Habe verschiedenste Rucksäcke in der Preisklasse 80-120Euro getestet und bin schliesslich beim Hama Daytour 230 geblieben.
Grund: er ist wirklich ein multifunktioneller Rucksack und lässt sich mit unterschiedlich vielem Fotomaterial beladen. Das ist eigentlich der größte Mangel aller anderen Rucksäcke, daß man viel Leerraum erzeugt und nicht das ganze verbleibende Volumen nutzen kann, wenn man z.B. nur die Kamera mit einem Objektiv mitnehmen will.
Für Stadtrundgänge oder Bergtouren, reduziert man das Foto-Equipment auf das absolut notwendige Maß. Im Gegenzug möchte man aber eine Jacke, eine Trinkflasche, Stadtpläne und vieles in diese Richtung mitnehmen.
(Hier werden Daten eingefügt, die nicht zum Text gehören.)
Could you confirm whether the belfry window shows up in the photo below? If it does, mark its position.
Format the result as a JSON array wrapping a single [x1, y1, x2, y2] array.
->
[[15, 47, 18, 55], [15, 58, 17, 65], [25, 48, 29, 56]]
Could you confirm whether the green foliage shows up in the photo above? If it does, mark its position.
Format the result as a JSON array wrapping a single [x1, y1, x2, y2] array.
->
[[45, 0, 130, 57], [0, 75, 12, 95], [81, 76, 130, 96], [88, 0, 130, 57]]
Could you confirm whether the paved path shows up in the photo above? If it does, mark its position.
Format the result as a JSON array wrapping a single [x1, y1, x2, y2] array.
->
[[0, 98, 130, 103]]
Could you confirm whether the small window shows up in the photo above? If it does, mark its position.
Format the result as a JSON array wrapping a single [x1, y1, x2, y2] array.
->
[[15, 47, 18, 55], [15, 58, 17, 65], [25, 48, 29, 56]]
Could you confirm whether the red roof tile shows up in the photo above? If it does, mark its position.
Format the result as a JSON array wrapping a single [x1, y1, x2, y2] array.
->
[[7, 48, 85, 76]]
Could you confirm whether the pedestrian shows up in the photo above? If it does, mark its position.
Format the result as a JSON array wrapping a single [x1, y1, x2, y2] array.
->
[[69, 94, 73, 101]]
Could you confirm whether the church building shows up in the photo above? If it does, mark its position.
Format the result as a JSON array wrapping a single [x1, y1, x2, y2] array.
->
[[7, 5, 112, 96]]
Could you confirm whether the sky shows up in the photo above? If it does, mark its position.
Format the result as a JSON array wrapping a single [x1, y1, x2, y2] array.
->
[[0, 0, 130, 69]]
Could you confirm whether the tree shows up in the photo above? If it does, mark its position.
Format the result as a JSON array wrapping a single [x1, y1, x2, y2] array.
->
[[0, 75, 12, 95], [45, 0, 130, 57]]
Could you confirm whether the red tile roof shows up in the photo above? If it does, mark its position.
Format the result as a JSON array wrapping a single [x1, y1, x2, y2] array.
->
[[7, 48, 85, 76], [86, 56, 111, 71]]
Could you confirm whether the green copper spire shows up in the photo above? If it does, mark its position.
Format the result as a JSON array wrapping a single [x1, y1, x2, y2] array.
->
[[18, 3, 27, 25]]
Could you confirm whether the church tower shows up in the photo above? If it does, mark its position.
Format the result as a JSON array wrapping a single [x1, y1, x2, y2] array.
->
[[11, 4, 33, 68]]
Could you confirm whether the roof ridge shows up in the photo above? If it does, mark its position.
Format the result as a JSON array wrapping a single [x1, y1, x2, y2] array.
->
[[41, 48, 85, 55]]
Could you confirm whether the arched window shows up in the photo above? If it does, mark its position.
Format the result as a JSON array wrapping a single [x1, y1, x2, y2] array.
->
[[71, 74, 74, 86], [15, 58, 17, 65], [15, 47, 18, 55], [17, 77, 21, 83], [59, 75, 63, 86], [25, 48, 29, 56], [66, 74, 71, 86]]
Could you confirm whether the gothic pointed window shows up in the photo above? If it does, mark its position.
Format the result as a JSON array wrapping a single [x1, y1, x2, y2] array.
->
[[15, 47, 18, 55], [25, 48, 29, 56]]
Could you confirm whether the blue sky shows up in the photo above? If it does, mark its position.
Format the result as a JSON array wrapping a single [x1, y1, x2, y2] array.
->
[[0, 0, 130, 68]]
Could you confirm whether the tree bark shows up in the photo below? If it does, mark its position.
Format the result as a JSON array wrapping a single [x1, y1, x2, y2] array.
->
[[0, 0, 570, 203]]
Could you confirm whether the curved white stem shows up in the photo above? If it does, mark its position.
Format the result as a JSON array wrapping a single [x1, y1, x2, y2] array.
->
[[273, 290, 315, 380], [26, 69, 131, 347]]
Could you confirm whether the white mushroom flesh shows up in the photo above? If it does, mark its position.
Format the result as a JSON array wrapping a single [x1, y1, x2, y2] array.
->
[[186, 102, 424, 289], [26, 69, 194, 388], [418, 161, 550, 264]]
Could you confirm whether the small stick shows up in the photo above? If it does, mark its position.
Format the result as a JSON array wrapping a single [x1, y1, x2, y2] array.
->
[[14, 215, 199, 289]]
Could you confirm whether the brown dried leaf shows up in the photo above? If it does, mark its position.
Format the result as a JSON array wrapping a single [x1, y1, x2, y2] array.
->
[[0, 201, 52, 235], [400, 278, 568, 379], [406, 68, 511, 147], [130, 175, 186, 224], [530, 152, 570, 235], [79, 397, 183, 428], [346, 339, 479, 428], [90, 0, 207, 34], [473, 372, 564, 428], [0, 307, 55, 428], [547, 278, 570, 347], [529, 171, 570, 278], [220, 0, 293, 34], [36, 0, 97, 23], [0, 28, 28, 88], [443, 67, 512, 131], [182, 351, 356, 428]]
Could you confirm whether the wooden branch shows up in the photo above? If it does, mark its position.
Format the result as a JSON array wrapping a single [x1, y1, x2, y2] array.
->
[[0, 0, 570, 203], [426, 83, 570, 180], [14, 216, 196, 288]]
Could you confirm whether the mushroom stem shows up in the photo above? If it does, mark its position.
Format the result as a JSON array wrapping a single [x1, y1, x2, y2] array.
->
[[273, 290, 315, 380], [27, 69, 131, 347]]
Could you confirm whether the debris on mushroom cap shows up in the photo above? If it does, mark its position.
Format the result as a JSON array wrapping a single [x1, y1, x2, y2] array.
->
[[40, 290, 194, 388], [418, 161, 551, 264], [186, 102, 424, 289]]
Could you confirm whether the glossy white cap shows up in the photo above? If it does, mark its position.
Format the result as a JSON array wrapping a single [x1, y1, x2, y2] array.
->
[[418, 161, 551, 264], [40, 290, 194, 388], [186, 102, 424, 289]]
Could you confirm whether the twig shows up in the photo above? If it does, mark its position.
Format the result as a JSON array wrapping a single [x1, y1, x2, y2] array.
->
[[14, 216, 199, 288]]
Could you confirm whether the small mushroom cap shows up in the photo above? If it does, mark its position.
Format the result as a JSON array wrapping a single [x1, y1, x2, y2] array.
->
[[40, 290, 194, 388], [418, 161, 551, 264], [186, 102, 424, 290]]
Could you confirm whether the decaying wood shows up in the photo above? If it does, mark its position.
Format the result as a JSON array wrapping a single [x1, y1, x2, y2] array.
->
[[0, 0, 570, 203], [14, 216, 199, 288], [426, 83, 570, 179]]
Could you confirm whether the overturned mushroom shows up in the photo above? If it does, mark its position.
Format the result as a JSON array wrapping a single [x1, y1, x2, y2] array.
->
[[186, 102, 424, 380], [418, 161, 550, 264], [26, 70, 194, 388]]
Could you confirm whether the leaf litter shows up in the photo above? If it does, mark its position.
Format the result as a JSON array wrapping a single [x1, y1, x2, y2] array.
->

Die meisten Fotorucksäcke haben ein großes Fotofach mit mehr oder weniger sinnvoller Einteilungsmöglichkeit, eine variable Trennung von Foto- und allgemeinem Zeug ist nicht möglich.
Der Daytour 230 besteht eigentlich aus zwei Taschen, die fix miteinander verbunden sind, aber getrennt beladen und genützt werden können.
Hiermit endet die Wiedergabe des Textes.